Tal como na final da época
anterior, o Benfica
cedo ficou em desvantagem, só que desta vez por dois golos, ambos marcados por
Puskás (18 e 23 minutos). Mas, de novo, conseguiu reagir. Águas
diminuiu a desvantagem na recarga a uma bola rematada por Eusébio
ao poste (25’) e Cavém empatou a partida através de um remate de longa
distância (33’). Antes do intervalo, porém, Puskás completou o hat-trick
e fez o 3-2 para os merengues
(39’).
Ao intervalo, Guttmann
deu instruções a Cavém para se colar a Di
Stéfano, prevenindo-o de passar a bola a Puskás, e reforçou a autoconfiança
das suas tropas. “Ele sempre teve o dom técnico de identificar as principais
ameaças da equipa adversária e de os impedir de jogar”, recordou José Augusto. “O
Guttmann
disse-nos: ‘Meus senhores, vamos ganhar, somos mais fortes do que o Real
Madrid!’ O mais importante naquelas palavras era a fé e a convicção com que
as disse, e essa convicção transferiu-se para nós. Deu-nos tanto ânimo porque
falou com uma tal força… foi como se uma força divina entrasse em nós!”, lembrou
o extremo direito. “Acreditávamos mesmo que podíamos ganhar o jogo. Lembro-me
do Guttmann,
naquela sua linguagem especial, uma espécie de mistura de português e italiano,
a dizer-nos: ‘Mister, senta-te, senta-te, Real
Madrid cansado, Real
Madrid velho, velho, velho, não conseguem vencer, Real
Madrid não consegue correr, Di
Stéfano morto.’ Aquilo ficou-nos mesmo na cabeça”, contou Simões.
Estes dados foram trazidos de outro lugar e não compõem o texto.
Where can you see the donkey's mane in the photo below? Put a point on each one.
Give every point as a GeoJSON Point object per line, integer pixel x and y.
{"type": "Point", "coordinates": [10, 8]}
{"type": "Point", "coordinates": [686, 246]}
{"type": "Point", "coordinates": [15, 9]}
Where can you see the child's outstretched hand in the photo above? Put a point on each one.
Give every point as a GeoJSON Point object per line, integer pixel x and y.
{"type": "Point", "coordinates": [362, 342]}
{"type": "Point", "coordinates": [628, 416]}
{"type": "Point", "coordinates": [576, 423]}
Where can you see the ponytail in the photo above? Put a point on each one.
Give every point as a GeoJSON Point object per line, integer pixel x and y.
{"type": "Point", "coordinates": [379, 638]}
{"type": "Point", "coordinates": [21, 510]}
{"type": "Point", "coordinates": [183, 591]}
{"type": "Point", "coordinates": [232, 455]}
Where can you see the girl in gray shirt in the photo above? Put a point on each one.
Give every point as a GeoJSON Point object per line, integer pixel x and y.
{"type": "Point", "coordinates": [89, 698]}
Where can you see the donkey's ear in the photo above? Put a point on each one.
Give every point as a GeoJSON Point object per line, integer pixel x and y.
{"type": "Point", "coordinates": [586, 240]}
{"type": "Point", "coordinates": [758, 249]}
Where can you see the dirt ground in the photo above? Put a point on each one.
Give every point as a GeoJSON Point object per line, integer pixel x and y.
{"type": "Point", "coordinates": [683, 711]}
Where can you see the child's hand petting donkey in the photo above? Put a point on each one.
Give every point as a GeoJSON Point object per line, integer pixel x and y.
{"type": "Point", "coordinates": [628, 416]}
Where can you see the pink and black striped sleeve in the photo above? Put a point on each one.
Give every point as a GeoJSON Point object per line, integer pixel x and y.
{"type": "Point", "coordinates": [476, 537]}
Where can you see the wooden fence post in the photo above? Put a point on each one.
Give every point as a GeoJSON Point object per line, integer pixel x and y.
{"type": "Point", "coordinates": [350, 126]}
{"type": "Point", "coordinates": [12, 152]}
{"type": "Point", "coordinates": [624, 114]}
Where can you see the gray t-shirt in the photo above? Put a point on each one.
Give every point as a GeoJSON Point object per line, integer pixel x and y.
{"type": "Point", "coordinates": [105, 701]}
A verdade é que o atacante
húngaro não voltou a marcar e o Benfica
cresceu animicamente, tendo chegado ao 3-3 por intermédio de Mário Coluna logo
aos 50 minutos. Seguiu-se o show de Eusébio,
que fez o quarto golo dos lisboetas
na conversão de um penálti (64’) e chegou ao bis pouco depois (69’),
estabelecendo o 5-3 final. A euforia de Berna, no ano
anterior, repetiu-se. A multidão eufórica invadiu o campo, Eusébio
protagonizou uma simbólica troca de camisolas com Di
Stéfano e Guttmann
foi levado em ombros pelos jogadores.